近年、世界の自動車需要をけん引してきたのは中国に他なりません。少なくとも、対外的には高度経済成長を続ける中国に於いて、よりプレミアムな物への欲求は高まり続け、クルマに限らずハイブランド商品が中国で飛ぶように売れて来ました。欧州メーカーにとっては正に
ドル箱市場でしたが、ここに来て「中国特需」が急失速しています。
欧州では排ガス規制への機運が高まった2010年代半ばからいわゆる
EVシフトが始まり、各メーカー2030年までにガソリン車を撤廃するなどの狼煙を上げました(その後、2035年に延長)。表向きは「環境への配慮」ですが、この裏には、当然トヨタなどハイブリッド車をメインに据える
外国企業への対抗策という意味合いが強かったのではないか、と思います。それがここに来て
急速なEV離れ(というか、EV需要がすでに満たされ頭打ちになった)が始まり、どの欧州メーカーのEVも苦戦しています。加えて、中国BYDが台頭し、テスラなどの古参EVメーカーの存在もあり、国内でも海外でも
思ったほどEVが売れない現状が続いています。流石にこの状況では欧州自動車産業存亡の危機という事で、各企業からEUに相当な圧力がかかったものと想像します。結果、2035年ガソリン車撤廃案はいつのまにか有耶無耶になりつつあります。
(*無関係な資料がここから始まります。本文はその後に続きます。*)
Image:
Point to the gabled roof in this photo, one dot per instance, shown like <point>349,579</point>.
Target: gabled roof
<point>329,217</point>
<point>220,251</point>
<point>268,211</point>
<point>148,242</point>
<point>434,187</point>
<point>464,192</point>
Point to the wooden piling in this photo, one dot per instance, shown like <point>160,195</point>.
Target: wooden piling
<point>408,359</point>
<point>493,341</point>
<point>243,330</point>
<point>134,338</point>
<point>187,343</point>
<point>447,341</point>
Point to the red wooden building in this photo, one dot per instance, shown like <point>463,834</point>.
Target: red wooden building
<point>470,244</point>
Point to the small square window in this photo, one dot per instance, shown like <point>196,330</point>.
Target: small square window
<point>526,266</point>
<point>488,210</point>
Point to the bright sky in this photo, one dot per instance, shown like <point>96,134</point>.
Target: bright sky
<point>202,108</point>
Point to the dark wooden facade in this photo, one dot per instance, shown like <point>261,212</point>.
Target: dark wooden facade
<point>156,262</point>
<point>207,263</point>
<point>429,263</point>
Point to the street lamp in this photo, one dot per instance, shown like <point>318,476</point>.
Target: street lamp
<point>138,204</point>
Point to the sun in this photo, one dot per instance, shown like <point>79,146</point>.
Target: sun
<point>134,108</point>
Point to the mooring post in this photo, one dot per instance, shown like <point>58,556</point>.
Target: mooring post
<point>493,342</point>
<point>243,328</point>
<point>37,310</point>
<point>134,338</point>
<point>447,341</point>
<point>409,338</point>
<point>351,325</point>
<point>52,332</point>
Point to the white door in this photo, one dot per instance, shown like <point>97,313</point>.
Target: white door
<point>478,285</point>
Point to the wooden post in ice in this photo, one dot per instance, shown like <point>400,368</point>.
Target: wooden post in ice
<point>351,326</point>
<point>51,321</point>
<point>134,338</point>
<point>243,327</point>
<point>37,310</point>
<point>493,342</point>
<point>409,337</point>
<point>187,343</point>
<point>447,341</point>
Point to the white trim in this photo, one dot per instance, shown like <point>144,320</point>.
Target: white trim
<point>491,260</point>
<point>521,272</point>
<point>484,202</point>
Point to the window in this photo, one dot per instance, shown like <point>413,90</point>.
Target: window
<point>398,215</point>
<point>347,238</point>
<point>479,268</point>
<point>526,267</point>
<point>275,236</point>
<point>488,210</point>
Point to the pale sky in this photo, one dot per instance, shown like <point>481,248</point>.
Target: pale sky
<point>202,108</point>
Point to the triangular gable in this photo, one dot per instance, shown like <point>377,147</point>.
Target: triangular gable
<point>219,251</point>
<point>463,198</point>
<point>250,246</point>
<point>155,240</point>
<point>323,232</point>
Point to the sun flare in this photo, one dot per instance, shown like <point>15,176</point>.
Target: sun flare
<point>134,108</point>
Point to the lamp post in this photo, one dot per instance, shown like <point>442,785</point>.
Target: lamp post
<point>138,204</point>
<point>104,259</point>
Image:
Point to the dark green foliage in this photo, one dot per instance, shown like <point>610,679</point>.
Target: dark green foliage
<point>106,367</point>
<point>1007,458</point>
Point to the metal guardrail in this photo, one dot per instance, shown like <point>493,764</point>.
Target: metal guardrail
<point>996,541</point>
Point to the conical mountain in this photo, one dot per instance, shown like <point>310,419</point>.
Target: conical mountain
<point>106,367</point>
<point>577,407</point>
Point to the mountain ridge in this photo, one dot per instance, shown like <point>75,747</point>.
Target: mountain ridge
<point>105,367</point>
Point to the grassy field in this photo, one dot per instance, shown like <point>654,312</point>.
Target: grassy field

しかし、ここまで中国への依存度を高め、EVへと舵を切った欧州メーカーが内燃機関回帰の機運を再度高めていくというのはなかなか難しいように思います。結局、
どっちつかずの状態になってしまっており、欧州メーカーにとって状況は
非常に厳しいと言わざるを得ません。VWグループも、ポルシェも2024年の第一四半期は大幅な収入減を表明しており(なぜか2024年度としては黒字目標を崩していませんが)、他メーカーもほぼ同じような状況です。結局、すったもんだ有った挙句、
トヨタの一人勝ち、という状況になりつつあります。策士策に溺れる、皮肉な物ですね。個人的にはEVはオワコンだとは思いませんが、しばらくは
頭打ちの状況が続くと思います。全固体電池の普及やインフラ整備などが急速に進まない限り厳しいと思います。加えて
リセール極悪問題がより消費者の財布の紐を堅くしているように思います。EVの未来に光明はあるのでしょうか?